Plutarque l’accuse formellement de viser au merveilleux et au théâtral (nous dirions au romanesque) plus qu’au vrai[1]. Démétrius l’appelle « un poète »[2]. Photius parle aussi du pathétique et de l’imprévu de ses récits[3]. Voilà des reproches sérieux ; toutes les phrases sévères de Thucydide sur les logographes tombent directement sur Ctésias. Cet amour du merveilleux allait quelquefois jusqu’au mensonge formel, par exemple quand il déclarait avoir vu lui-même, de ses propres yeux, certains animaux fantastiques de l’Inde ou certains actes quasi-miraculeux[4]. En tout cas, il n’avait aucun scrupule sur les légendes populaires : son histoire des origines assyriennes est toute poétique. Ce qui est plus grave (car les légendes mêmes ont leur prix), c’est qu'il n’avait guère plus de souci de la chronologie, si nécessaire aux yeux de Thucydide, ni de la méthode à employer dans la mise en œuvre des matériaux. La suite des faits, dans ses livres, laissait beaucoup à désirer[5]. En revanche, on y trouvait de petits romans en abondance, et des lettres du roi des Indes à Sémiramis. Ajoutons, cependant, pour être justes, que ce hâbleur avait aussi rassemblé beaucoup de faits curieux.

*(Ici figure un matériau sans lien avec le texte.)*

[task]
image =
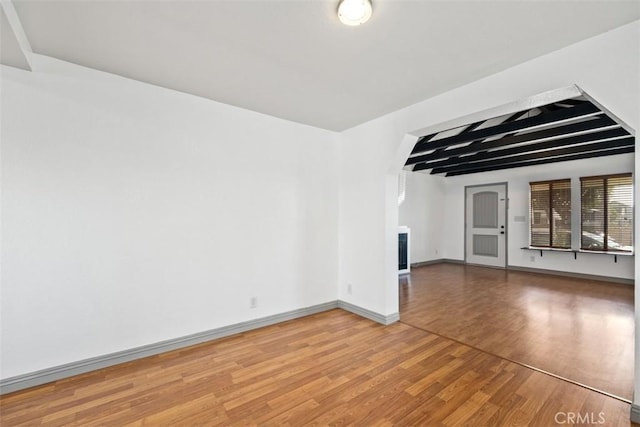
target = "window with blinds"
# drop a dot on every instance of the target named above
(550, 213)
(607, 213)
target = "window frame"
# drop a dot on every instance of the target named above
(550, 221)
(605, 220)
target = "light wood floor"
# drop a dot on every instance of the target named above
(579, 329)
(332, 368)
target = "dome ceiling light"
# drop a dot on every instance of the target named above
(354, 12)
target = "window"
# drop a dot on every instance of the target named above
(550, 214)
(607, 213)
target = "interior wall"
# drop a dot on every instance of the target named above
(518, 231)
(605, 66)
(133, 214)
(421, 211)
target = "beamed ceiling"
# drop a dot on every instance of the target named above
(571, 129)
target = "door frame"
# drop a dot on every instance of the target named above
(506, 221)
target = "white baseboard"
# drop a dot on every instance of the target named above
(20, 382)
(371, 315)
(635, 413)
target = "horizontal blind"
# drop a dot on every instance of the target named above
(607, 213)
(550, 213)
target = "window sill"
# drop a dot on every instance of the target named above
(576, 252)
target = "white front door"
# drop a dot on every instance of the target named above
(485, 224)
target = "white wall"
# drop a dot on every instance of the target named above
(133, 214)
(422, 211)
(518, 232)
(606, 67)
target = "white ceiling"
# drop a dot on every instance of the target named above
(293, 59)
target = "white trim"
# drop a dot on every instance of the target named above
(371, 315)
(32, 379)
(635, 413)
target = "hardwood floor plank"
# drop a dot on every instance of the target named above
(338, 368)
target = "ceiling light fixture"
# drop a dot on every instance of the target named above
(354, 12)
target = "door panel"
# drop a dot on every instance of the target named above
(485, 224)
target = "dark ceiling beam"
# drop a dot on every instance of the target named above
(545, 145)
(624, 150)
(475, 125)
(515, 126)
(587, 125)
(626, 145)
(469, 128)
(595, 146)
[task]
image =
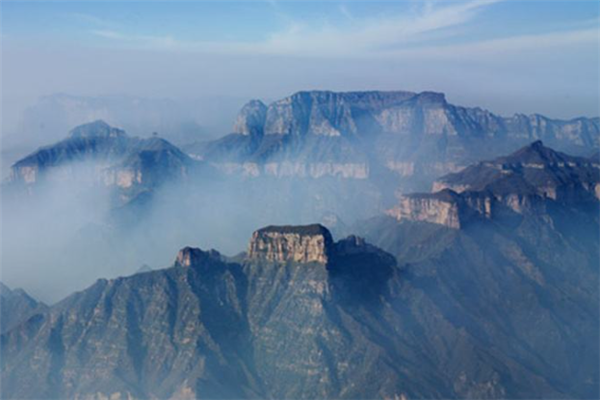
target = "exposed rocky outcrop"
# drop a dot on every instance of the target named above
(413, 135)
(96, 154)
(356, 326)
(16, 307)
(526, 181)
(534, 169)
(189, 256)
(251, 119)
(301, 244)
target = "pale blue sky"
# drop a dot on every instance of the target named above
(508, 56)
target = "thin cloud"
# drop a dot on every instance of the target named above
(385, 37)
(360, 37)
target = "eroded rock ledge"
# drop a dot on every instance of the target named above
(302, 244)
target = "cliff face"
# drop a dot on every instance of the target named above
(435, 210)
(357, 326)
(525, 182)
(409, 134)
(211, 327)
(16, 307)
(304, 244)
(97, 154)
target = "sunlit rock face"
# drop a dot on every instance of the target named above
(442, 210)
(251, 119)
(525, 182)
(191, 256)
(302, 244)
(532, 170)
(414, 136)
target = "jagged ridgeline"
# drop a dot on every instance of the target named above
(485, 286)
(460, 313)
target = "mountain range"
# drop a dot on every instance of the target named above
(486, 287)
(362, 134)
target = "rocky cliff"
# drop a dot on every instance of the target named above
(96, 154)
(302, 244)
(527, 181)
(16, 307)
(481, 314)
(412, 135)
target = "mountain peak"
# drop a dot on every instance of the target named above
(536, 153)
(251, 118)
(96, 129)
(191, 256)
(303, 244)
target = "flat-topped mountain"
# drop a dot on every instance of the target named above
(449, 317)
(304, 244)
(351, 134)
(531, 180)
(98, 154)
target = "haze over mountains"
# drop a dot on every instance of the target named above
(485, 309)
(483, 283)
(314, 156)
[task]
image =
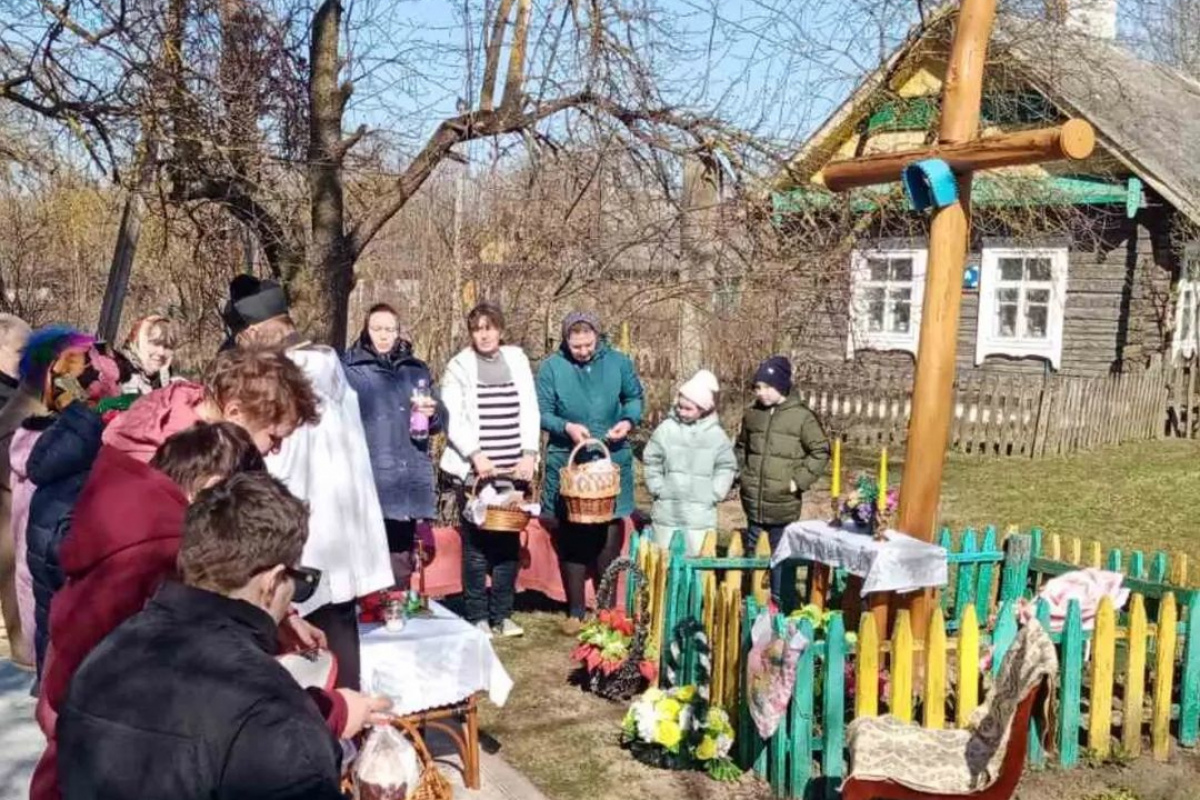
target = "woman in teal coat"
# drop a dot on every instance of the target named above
(587, 390)
(689, 465)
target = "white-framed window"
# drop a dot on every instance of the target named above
(887, 287)
(1187, 308)
(1023, 294)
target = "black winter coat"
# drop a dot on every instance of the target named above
(58, 465)
(184, 701)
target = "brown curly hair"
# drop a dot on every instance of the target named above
(264, 382)
(240, 528)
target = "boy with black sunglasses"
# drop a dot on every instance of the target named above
(186, 699)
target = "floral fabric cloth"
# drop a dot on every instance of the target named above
(771, 672)
(954, 762)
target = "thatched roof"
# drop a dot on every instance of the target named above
(1145, 114)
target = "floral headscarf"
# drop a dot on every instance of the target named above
(64, 365)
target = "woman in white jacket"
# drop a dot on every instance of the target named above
(493, 425)
(328, 465)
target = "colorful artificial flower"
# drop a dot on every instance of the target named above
(678, 729)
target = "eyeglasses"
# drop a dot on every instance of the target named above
(305, 581)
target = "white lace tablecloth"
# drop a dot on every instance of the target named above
(433, 661)
(899, 564)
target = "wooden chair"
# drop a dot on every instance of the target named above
(1002, 789)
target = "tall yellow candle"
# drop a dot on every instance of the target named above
(883, 480)
(835, 489)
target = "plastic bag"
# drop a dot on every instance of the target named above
(388, 767)
(771, 672)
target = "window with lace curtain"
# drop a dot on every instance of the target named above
(1023, 295)
(887, 287)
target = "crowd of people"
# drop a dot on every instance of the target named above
(162, 539)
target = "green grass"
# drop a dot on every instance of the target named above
(1137, 497)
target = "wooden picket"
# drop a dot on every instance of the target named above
(1099, 732)
(935, 672)
(901, 668)
(1164, 671)
(1121, 656)
(1135, 678)
(997, 414)
(867, 680)
(969, 667)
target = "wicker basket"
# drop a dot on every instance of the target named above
(502, 518)
(589, 498)
(432, 786)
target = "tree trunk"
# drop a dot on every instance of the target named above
(127, 235)
(331, 258)
(696, 232)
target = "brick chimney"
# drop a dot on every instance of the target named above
(1095, 18)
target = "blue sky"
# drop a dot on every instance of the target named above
(772, 66)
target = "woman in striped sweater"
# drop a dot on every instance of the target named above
(493, 426)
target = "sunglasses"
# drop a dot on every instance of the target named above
(305, 579)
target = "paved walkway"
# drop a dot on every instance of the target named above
(21, 745)
(21, 740)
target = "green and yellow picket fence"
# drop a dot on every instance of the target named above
(1133, 677)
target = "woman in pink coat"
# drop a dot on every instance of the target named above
(22, 494)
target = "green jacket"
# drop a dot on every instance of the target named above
(689, 468)
(598, 395)
(777, 446)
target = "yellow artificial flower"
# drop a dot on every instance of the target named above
(669, 734)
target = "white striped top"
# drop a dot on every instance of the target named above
(499, 414)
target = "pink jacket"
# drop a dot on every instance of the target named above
(22, 494)
(151, 420)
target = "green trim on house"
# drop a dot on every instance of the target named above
(1000, 108)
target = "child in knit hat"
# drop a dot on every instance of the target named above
(781, 450)
(689, 465)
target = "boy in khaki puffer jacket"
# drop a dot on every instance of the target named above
(781, 450)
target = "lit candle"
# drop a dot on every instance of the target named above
(837, 469)
(883, 480)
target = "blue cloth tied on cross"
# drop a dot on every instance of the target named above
(930, 182)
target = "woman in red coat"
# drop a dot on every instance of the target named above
(124, 540)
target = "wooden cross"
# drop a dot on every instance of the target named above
(933, 395)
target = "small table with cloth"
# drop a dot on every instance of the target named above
(433, 669)
(897, 564)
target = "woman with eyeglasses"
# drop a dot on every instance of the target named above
(400, 411)
(126, 533)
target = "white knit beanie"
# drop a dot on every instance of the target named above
(701, 390)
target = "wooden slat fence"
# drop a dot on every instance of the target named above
(1132, 678)
(999, 414)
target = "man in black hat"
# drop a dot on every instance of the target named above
(327, 464)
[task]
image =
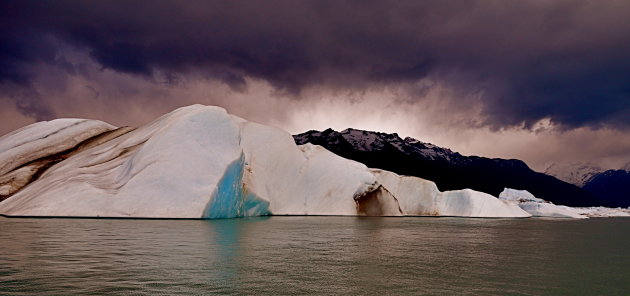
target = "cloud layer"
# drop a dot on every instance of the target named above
(492, 66)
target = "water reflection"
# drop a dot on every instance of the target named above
(314, 255)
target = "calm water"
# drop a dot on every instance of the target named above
(315, 255)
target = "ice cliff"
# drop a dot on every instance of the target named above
(201, 162)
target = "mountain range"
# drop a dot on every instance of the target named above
(452, 171)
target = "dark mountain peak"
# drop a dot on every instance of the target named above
(449, 170)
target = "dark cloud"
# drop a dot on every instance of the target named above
(566, 60)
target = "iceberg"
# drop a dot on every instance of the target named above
(538, 207)
(201, 162)
(419, 197)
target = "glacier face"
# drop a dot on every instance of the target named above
(419, 197)
(538, 207)
(201, 162)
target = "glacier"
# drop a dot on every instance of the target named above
(200, 162)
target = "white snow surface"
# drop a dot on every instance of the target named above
(420, 197)
(196, 162)
(536, 206)
(45, 138)
(603, 212)
(201, 162)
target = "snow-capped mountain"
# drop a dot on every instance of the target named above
(611, 186)
(575, 173)
(448, 169)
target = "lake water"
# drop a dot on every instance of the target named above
(315, 255)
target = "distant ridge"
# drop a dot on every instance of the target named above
(448, 169)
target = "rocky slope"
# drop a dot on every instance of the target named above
(449, 170)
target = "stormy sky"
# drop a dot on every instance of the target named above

Quand il disait qu’il avait lui-même vu les choses, il ne mentait pas toujours, et il en avait vu de fort intéressantes, par exemple dans la campagne de Cunaxa. Sur les mœurs perses de son temps, sur le palais d’Artaxerxès, sur la chronique de la cour et les intrigues du sérail, sur les événements militaires jugés au point de

  1. Plutarque, Artax., ch. vi ; cf. ibid., i.
  2. Démétrius, loc. cit.
  3. Photius, loc. cit.
  4. Cf. C. Müller, p. 9.
  5. Cf. les observations de C. Müller sur le fragm. 29, § 23 et 26.